On July 31, the European Commission adopted the first set of European Sustainability Reporting Standards (ESRS). These will play a crucial role for companies subject to the reporting obligations under the Corporate Sustainability Reporting Directive (CSRD). The ESRS are still subject to approval by the Council and the European Parliament.

The CSRD entered into force in January 2023, setting out sustainability reporting obligations for large companies and small- and medium-sized listed undertakings (other than micro undertakings). Certain companies already subject to the Non-Financial Reporting Directive will be required to report under the CSRD for the financial year 2024 in 2025, while large undertakings will have to file for the first time in 2026 for the year 2025.

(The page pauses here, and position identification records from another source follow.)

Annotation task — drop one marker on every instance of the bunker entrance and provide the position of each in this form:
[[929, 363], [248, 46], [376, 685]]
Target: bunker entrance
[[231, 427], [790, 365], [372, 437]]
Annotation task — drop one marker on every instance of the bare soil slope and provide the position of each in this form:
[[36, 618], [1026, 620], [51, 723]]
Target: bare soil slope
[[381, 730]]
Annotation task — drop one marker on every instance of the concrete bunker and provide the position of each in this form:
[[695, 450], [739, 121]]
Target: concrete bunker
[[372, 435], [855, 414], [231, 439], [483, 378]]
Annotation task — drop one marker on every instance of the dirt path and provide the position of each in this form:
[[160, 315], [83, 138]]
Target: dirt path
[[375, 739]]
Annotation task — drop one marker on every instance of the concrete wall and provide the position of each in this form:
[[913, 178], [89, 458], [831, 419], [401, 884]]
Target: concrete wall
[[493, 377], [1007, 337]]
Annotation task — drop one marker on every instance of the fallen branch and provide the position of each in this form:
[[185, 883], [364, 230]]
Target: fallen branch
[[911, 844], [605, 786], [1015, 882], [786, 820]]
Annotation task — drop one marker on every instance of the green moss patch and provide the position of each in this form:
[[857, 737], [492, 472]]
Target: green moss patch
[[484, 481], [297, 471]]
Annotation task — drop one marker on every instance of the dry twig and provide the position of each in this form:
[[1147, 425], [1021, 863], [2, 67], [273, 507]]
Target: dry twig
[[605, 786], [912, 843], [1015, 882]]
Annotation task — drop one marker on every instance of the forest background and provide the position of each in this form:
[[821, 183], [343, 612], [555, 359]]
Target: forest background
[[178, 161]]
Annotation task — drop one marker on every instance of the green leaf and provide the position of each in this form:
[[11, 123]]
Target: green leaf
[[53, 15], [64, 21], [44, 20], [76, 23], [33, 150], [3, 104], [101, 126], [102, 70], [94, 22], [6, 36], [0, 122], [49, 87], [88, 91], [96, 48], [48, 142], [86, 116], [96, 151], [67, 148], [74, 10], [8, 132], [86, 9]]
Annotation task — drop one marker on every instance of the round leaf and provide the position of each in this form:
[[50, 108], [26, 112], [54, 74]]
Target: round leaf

Under the CSRD, companies will have to comply with extensive ESG reporting requirements, according to ESRS. The first set of the ESRS applies to all companies regardless of business sector. Additional sets of standards are expected to be adopted during the summer of 2024 that will outline sector-specific reporting standards as well as particular standards for SMEs and third-country companies. 

This adopted ESRS consists of 12 separate standards, which can be divided into two categories:

(i) two cross-cutting standards that set forth the general requirements (ESRS 1) and general disclosures (ESRS 2); and

(ii) 10 topical Environmental, Social and Governance standards (ESRS E1-5, ESRS S1-4 and ESRS G1), which include specific reporting requirements supplementing the cross-cutting standards (i.e., standards related to climate change, pollution, water and marine resources, biodiversity and ecosystems, resource use and circular economy, workforce, workers in the value chain, affected communities, consumers and end-users, and business conduct).

To comply with the reporting obligations under the ESRS, companies must first assess their operation to identify all material impacts, risks and opportunities affecting the company from a sustainability perspective. Reporting will be based on the “double materiality” principle, meaning that the company must not only consider the actual and potential impact of the company on people and the environment (including upstream and downstream value chains) but also all sustainability matters that could be considered material if they have, or could reasonably have, a material financial impact on the company itself. The company’s materiality assessment should identify all such material impacts, risks and opportunities.

Although the materiality assessment is necessary to comply with the reporting obligations, companies applying the ESRS will also have to disclose the information required by the cross-cutting standards, irrespective of its materiality. However, regarding the second category of measures (dealing with ESG), companies will only have to disclose information under the given ESG standards if such sustainability matter is material based on the materiality assessment to the company. If the company concludes that any sustainability matter or topic under the ESRS (for example, water and marine resources) is not material to it, then it must disclose a detailed explanation of the result of the materiality assessment regarding that issue.

To summarize, compliance with the sustainability reporting requirements is a time-consuming exercise, and companies should as initial steps: (i) determine when the reporting obligations under CSRD will apply to them; (ii) perform a double materiality assessment to identify relevant impacts, risks and opportunities from an ESRS perspective; and (iii) perform a gap assessment regarding the ESRS requirements and the information available to the company and its existing reporting procedures. Companies subject to reporting under the CSRD need to commence preparation of the above to ensure compliance in due time.